Organizing your images
- What to do with existing folders of images that are often scattered around several external drives.
- Should you organize folders by dates, by events and trips, or some combination? Some recommended folder structures to help keep your pictures (and sanity) in order.
- Is it better to keep your originals on an internal or external drive?
- Tips for moving from Mac Photos app.
- Should you use multiple catalogs? hint: probably not
- How to download to your laptop on the road and then import it all when you get home.
- Using Smart Previews to help you work. . . smarter.
- Lightroom Classic helps backup the catalog only. Keeping a couple of protection copies of your actual images is up to you.
- We’ll look at Mac and Windows options for local data backup to an external drive.
- Having an offsite backup is essential in case disaster strikes, we’ll survey several options.
- Cost per person is $40 early registration, $50 late registration.
- Login in to Zoom meeting at least 15 minutes before the class starts to become familiar with the program and work out any technical issues that may occur.
- Class starts promptly at 6:00pm CDT and lasts no more than 1.5 hours.
- Please plan to be on camera for the class. It let’s us all connect a little better and help keeps your instructor happy and sane!
- Advance registration is required.
- Maximum number of students is 20.
Q: How will the online sessions be different from being in the classroom?

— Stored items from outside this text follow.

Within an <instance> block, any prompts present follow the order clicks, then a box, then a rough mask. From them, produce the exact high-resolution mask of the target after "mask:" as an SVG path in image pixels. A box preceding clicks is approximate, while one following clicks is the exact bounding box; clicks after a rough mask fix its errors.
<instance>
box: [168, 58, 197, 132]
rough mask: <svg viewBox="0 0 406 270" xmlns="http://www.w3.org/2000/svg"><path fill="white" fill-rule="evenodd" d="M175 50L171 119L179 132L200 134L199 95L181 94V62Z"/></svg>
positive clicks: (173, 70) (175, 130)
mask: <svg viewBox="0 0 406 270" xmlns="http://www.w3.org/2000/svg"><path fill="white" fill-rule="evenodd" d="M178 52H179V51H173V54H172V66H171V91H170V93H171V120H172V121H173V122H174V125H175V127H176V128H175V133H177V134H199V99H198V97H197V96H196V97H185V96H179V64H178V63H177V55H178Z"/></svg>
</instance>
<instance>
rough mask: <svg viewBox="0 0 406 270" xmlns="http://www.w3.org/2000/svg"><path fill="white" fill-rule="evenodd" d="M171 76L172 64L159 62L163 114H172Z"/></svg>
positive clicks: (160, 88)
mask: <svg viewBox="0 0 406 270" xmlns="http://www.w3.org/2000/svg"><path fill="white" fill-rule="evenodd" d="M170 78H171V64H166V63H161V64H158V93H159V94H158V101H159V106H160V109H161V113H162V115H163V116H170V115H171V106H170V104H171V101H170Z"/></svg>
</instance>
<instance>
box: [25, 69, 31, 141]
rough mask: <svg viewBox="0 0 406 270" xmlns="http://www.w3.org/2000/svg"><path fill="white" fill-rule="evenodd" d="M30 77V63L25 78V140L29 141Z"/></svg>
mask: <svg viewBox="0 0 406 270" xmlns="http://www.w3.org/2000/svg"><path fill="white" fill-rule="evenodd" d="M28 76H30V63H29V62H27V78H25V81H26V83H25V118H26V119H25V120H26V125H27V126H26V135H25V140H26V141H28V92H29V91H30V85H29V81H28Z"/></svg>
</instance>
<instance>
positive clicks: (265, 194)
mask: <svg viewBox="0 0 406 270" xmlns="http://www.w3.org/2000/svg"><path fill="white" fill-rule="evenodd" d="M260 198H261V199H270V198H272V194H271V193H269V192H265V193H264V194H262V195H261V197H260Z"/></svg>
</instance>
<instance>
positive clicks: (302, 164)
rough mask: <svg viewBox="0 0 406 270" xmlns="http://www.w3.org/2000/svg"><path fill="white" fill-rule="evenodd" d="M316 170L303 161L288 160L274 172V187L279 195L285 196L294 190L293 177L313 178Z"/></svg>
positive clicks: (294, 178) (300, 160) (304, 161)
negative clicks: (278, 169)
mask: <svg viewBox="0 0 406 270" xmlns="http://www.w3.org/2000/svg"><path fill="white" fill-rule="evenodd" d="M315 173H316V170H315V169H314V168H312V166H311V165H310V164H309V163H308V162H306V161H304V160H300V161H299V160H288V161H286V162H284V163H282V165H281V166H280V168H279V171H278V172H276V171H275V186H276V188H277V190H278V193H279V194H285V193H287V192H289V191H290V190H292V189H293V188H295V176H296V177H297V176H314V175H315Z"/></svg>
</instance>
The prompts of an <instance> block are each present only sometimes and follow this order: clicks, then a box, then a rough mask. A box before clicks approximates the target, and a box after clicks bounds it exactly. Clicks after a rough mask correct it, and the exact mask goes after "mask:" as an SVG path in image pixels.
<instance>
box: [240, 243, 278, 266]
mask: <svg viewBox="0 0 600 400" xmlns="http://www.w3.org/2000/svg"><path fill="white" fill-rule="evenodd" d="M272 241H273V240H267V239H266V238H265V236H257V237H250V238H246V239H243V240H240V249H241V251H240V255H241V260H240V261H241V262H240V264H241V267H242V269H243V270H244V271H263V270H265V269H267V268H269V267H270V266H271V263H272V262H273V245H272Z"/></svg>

A: Like in the classroom, this online session is a demonstration class where you do not need to have Lightroom open on your laptop during the class. We encourage you to watch the instructor during the class and practice what you’ve learned in your own time after the class.
Attendees will be on mute but can ask questions through various methods on Zoom, such as the chat feature. If there is a specific question to a specific project you may be working on, the instructor can answer those questions after the session has ended or by email. Class handouts will be distributed through e-mail.
We encourage you to use the video feature when you join the Zoom class! It will help us feel connected and engaged as a class, even though we aren’t all in one place. To use the video feature, you will need a webcam.
Q: Do I have to live in North Texas to take the online classes?
A: No! Have you always wanted to take a photography class with your friend or family member but you aren’t in the same location? This is the perfect opportunity to learn a new skill with a buddy near or far.
Q: How will I know if the class makes or not?
A: If the class doesn’t make and has to be canceled, you will receive an email no later than the day before the scheduled class date.
Q: What if I have to cancel an online class?
A: If you cancel 3-7 days ahead of the scheduled date of the class, you will receive 100% transfer credit toward another similar class within 3 months of the cancellation date. There is no refund or transfer credit for cancellations within 48 hours of start time of the class or workshop. Full details on cancellations are on our Policies page.
Peter is the director of Dallas Center for Photography and teaches several of the classes and workshops. In over 30 years of shooting assignments for national magazines and corporate/stock photography he’s learned a few things and likes to pass it on. His favorite student review is “You remember what it’s like to not know”.
He also works one-on-one with clients to further particular shootings skills, organize their photos with Lightroom or work on projects like books and exhibitions. He still shoots occasional commercial jobs but is busy with personal book projects and running the expanding DCP.